Bastante aclamada, e visivelmente emocionada, Daniela Brizolara quebrou o protocolo. Com o violão em mãos para puxar os cantos da apresentação do Ojuobá na cerimônia, a vice-prefeita agradeceu o convite feito ao grupo, idealizado por ela e Dena Vargas como forma de combater a intolerância e o racismo religioso por meio da arte, e disse que encara a música como um presente da espiritualidade. 

Desejo que a nossa música chegue aos orixás e aos guias de luz para abençoar esta Casa, para trazer axé e também para abençoar todas as pessoas que se envolveram neste sonho - realizado não apenas concretamente, mas no que representa para Pelotas e para nosso povo, que sempre foi carente de oportunidades”, disse a vice-prefeita. 

Responsável por abrir as falas das autoridades, o secretário de Igualdade Racial, Julio Domingues, reiterou a importância da presença negra em Pelotas, agradeceu o empenho e a contribuição de todas secretarias municipais e destacou a luta do povo negro na cidade, que atravessa gerações, para a efetivação do espaço. 

Existe a Pelotas oficial, das solenidades, que tem boa memória de um passado que foi supostamente rico, e o doce é português, mas a Pelotas real é a Pelotas negra, em que a população preta enfrenta dificuldades objetivas e sofre racismo - para enfrentar essas dificuldades e auxiliar as lutas que já existem que este espaço estará aberto”, assegurou Domingues.

COMO ACESSAR 

A Casa da Igualdade Racial estará à disposição da população nos turnos da manhã e tarde, das 8h às 17h. O atendimento está previsto para iniciar segunda-feira (4), no local. Contatos podem ser feitos pelo telefone 3199-0035 ou em mensagens pelo whatsapp (53) 99141-1026. 

A estrutura contará com equipe técnica formada por profissionais das áreas da saúde mental, Assistência Social e Direito, além do apoio administrativo, e computadores adquiridos graças a um acordo de cooperação com o Ministério das Comunicações. 

A CASA 

A Casa da Igualdade Racial foi instituída em 2025 pelo governo federal pelo decreto 12.514. Ele estabelece a criação desses equipamentos como estruturas permanentes de enfrentamento ao racismo, promoção de direitos e fortalecimento da população negra no país. 
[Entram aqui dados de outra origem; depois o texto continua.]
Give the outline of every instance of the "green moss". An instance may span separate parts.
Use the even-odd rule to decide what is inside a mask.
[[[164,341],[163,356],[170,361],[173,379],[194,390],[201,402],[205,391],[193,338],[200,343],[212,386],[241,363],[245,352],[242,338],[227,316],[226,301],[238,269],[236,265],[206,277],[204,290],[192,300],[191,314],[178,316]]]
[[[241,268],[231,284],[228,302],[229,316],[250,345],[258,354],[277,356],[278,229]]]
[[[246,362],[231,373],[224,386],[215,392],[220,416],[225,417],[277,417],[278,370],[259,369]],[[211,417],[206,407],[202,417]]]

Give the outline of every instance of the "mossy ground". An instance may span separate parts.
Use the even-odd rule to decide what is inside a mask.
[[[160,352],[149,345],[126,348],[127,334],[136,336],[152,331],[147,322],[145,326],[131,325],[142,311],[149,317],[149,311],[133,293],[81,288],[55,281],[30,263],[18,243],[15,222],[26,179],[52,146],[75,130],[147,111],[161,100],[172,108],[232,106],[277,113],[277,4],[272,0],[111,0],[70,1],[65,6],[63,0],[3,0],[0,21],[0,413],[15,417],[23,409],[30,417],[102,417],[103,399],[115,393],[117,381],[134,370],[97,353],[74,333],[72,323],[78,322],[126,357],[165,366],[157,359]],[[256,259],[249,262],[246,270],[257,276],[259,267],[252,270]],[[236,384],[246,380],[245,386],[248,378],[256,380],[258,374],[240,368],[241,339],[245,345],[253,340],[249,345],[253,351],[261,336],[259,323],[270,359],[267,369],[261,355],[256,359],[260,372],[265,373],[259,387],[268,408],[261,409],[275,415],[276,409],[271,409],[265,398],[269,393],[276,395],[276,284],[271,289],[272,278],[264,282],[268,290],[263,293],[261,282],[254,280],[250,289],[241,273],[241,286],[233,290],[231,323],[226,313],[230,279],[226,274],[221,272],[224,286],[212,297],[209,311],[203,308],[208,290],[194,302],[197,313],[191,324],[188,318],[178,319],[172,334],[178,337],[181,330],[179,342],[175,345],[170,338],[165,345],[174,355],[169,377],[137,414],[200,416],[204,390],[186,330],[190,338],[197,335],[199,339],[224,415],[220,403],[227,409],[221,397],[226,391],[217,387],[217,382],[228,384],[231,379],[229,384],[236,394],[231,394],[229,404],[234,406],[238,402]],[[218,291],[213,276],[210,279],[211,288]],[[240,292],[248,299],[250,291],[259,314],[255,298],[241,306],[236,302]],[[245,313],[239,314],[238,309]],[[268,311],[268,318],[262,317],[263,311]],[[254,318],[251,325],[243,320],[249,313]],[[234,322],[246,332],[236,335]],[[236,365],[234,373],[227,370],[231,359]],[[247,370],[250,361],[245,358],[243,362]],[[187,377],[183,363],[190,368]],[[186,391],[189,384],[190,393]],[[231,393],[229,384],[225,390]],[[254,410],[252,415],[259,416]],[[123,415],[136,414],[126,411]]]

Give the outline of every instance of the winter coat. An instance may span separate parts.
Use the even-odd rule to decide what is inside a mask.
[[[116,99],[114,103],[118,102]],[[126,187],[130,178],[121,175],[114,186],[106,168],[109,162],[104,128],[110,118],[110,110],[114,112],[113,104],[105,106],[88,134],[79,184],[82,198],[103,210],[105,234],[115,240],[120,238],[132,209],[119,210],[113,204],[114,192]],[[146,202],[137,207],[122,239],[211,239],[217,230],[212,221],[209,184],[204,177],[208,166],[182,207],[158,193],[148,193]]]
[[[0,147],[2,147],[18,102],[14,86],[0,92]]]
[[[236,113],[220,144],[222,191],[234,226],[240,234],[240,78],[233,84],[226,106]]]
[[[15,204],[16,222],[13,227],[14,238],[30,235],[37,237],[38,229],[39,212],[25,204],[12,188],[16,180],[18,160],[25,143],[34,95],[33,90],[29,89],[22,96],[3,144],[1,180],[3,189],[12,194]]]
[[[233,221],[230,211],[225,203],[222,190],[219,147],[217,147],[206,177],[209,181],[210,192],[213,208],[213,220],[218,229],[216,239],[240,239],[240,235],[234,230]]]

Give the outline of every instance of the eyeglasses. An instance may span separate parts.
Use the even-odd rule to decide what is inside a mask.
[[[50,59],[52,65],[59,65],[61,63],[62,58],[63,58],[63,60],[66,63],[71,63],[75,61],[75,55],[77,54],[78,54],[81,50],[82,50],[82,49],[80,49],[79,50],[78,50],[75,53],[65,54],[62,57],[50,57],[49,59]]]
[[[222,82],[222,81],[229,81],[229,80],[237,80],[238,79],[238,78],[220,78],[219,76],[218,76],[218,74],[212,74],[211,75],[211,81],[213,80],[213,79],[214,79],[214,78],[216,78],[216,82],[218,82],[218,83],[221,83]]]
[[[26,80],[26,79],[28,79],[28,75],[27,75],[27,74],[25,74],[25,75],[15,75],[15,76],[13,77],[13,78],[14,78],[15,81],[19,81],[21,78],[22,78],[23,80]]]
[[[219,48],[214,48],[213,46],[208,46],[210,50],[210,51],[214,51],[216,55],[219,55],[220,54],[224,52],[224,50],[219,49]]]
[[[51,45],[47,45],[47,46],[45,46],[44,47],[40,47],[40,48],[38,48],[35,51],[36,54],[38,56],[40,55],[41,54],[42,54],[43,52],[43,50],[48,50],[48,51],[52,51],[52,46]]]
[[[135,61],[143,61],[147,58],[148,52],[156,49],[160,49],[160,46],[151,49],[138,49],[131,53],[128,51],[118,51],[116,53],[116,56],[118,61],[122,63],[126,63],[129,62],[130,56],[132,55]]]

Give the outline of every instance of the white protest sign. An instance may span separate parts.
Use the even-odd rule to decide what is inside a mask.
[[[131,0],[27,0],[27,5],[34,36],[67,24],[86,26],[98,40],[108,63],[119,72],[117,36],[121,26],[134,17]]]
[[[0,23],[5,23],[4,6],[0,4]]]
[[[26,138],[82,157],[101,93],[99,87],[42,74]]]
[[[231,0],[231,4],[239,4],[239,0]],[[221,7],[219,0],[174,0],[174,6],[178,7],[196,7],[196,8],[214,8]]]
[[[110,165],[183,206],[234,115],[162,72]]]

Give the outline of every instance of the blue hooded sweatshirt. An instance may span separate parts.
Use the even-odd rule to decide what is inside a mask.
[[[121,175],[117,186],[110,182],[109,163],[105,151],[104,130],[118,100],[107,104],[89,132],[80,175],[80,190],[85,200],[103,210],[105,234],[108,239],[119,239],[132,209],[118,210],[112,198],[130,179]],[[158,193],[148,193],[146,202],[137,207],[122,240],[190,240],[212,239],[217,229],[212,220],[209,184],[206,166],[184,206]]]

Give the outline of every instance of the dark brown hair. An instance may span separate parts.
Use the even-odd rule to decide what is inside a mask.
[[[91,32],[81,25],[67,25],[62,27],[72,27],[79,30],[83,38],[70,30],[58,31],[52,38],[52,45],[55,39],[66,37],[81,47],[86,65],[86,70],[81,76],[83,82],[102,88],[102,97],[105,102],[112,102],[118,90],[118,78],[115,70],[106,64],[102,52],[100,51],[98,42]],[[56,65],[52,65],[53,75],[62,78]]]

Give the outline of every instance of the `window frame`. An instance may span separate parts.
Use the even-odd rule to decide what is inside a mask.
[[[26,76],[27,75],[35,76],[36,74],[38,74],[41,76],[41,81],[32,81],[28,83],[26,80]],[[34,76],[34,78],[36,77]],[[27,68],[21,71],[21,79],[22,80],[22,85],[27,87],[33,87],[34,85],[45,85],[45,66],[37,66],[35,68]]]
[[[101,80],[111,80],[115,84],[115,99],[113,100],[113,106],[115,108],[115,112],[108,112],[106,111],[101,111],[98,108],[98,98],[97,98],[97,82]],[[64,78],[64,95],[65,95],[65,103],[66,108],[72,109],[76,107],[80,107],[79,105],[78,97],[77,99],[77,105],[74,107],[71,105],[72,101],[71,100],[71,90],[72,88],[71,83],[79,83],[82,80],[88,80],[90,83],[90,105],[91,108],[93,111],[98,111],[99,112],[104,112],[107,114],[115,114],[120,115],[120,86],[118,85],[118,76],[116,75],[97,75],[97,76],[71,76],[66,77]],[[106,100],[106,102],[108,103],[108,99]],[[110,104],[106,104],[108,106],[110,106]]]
Assim como no Rio e em Fortaleza, em Pelotas vai oferecer orientação jurídica e apoio psicossocial a vítimas de racismo, além de encaminhar demandas para serviços de saúde, educação, assistência social, direitos humanos e cultura, em articulação com o Sistema Nacional de Promoção da Igualdade Racial.

As ações estão organizadas em cinco eixos principais: Justiça Racial (apoio jurídico, social e psicológico para vítimas de discriminação e crimes raciais); Inclusão Produtiva (iniciativas de desenvolvimento pessoal e profissional, com foco na inclusão de jovens e mulheres negras); Cultura e Educação (atividades educativas e culturais baseadas em referenciais e saberes afro-brasileiros); Fortalecimento Comunitário (espaço de convivência e diálogo para fortalecer vínculos sociais e comunitários; Articulação e Pactuação (parcerias e integração com instituições públicas e redes de atendimento).